There are times when I cannot believe that I have been married for well near twenty years. My daughters will soon turn 16 and 17. How time has flown on soft winged feet. As I watch these two, Meenakshi and Satvik, and watch their parents and grand-mother fuss over them, sometimes I feel a helpless bout of nostalgia about my girls. And I wonder. Should I have been more patient when they were small? Should I have paid more attention to their hugs and embraces? Should I have not been in such a tearing hurry to get back to work? Should I have indulged them more? Did I do enough for them? Was I there for them when they needed me? Will I be there should they need me again?

And I remember those tiny feet that came running as soon as I returned home. Those eyes that followed me about as I went through my chores. That tiny voice that had declared that "when I grow up I want to be like my mother; I will drive and I will cook!" Those faces that lit up and hung onto every word I said…

Right now our house, as you know, is full of teenage hormones. No one wants to be like me, a creature they love to hate. I am the enemy, the harridan from hell. The one who doesn’t understand, much less care. We are always, but always, fighting each other. And if they are not bickering with me, they are shouting at each other and the house constantly resounds with "shut-ups", "disgusting" (apparently everything is disgusting!) and "I hate you"! 

Yet, I know even today as soon as I will enter the house the girls will drop whatever they are doing and come and greet me. I know late at night before going to bed one will come with a comb and a hug and talk about her day. Another one will surprise me with a hug when I least expect it. The thought gives me joy.

But I also know that these days are numbered. All too soon it will be time for them to leave home. In fact I keep prodding the older one about colleges and where she wants to go and keep telling her to find study options outside her comfort zone, outside the city of her birth. I WANT them to leave home and test their wings and stand on their own feet for only then I will know that I have done my job as a mother.  

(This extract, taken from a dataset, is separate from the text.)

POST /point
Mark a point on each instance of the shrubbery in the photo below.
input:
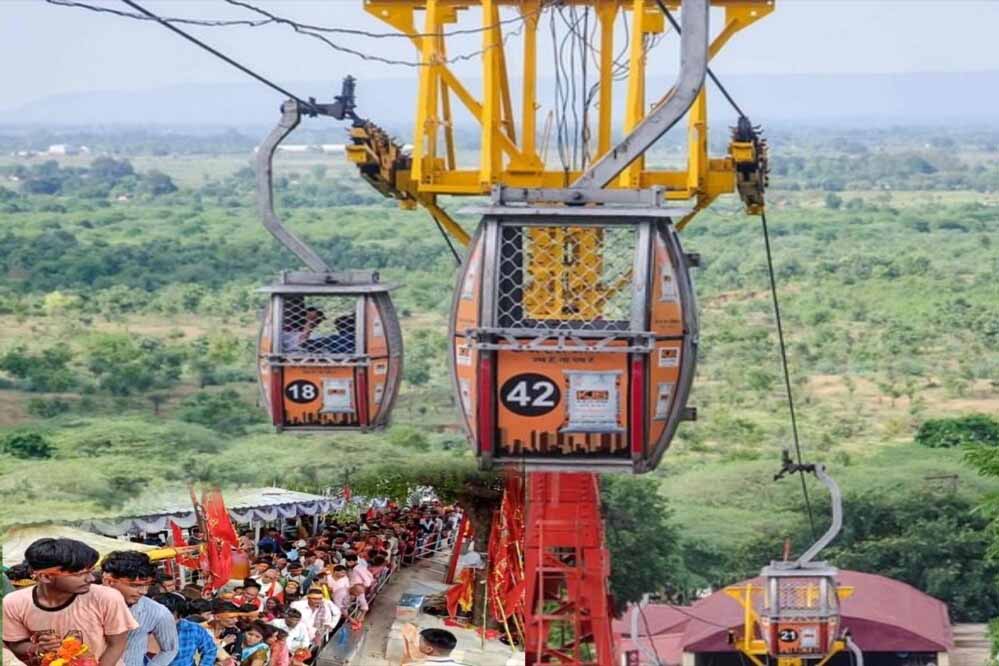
(972, 430)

You know, I used to think I was very laid back and prepared for whatever life threw my way. But motherhood changed all that. I became frightened the day I became a mother. And it has gripped my heart tighter as the children grow older and leave home. My heart frets and worries and I have to use every bit of resolve to not let it show.

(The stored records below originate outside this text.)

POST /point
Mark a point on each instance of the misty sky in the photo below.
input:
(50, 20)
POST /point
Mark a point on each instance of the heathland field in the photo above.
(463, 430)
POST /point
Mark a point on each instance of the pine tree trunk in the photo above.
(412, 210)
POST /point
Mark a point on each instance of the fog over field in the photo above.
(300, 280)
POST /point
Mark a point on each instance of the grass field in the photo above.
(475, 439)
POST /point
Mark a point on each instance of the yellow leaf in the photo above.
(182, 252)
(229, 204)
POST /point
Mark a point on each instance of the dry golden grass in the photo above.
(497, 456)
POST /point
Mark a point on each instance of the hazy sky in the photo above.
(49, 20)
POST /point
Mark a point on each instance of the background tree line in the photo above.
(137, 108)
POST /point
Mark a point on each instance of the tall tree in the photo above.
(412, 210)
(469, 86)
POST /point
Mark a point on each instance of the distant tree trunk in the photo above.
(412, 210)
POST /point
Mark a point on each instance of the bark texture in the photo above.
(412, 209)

I'm sure you all have been reading the newspapers and following the news. That kid who stayed back in the restaurant in Dhaka to be with his friends, the other innocent people hacked to death, that young Indian girl on holiday. The suicide bombers in Baghdad, in Beruit. The 7 year old run over by a truck, the ten year old raped, I can't imagine what personal hell the parents of those children are going through. My heart goes out to them, specially the parents of the Bangladeshi terrorists who are trying to apologise for what their sons have done.

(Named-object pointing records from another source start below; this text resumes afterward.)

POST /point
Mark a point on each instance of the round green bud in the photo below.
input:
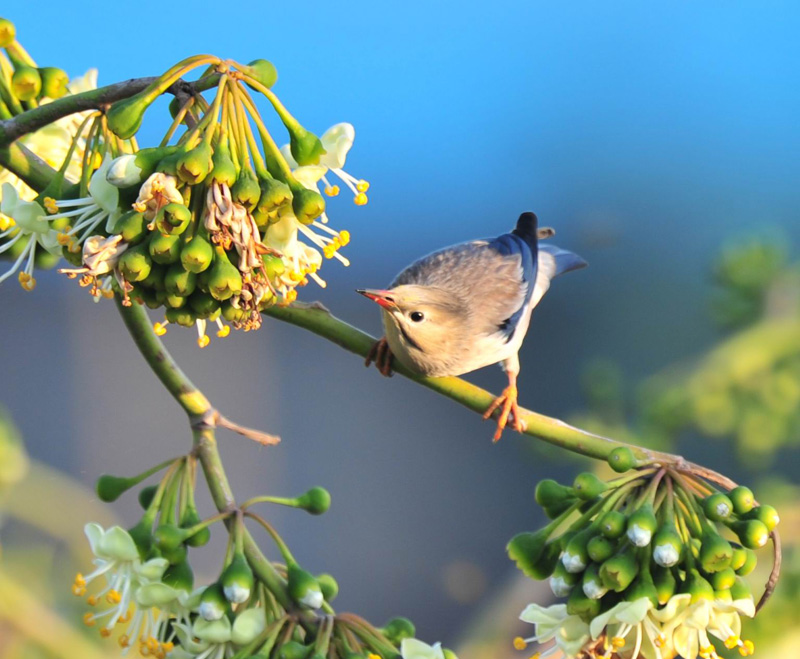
(237, 580)
(306, 147)
(723, 580)
(224, 279)
(600, 548)
(329, 586)
(307, 205)
(246, 190)
(304, 588)
(752, 533)
(642, 524)
(613, 524)
(135, 263)
(178, 281)
(621, 459)
(717, 507)
(54, 82)
(8, 32)
(262, 71)
(164, 248)
(131, 226)
(109, 488)
(26, 83)
(146, 495)
(397, 629)
(125, 117)
(578, 604)
(213, 603)
(742, 499)
(765, 514)
(588, 486)
(316, 501)
(194, 165)
(715, 553)
(173, 219)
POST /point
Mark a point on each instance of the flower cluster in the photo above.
(142, 592)
(651, 564)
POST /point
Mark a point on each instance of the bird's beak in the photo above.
(383, 298)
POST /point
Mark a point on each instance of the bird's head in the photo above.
(428, 318)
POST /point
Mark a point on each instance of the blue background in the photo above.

Stop, I want to say. As parents we can only do so much, walk with them only for so long. Even then, they are living their lives and we, ours. Who knows where my children's lives will take them? Who will be their friends, what they will do, what choices they will make?

All I can do, as a parent is instill my values in them, educate them, teach them to be responsible, to think for themselves, to be gentle with the world and let them go.

I can never guarantee that the world will be gentle with them.  


2 comments:

  1. As always, a well written piece. Every bit of it resonates with me. I often wonder if I've misplaced my hat and broomstick.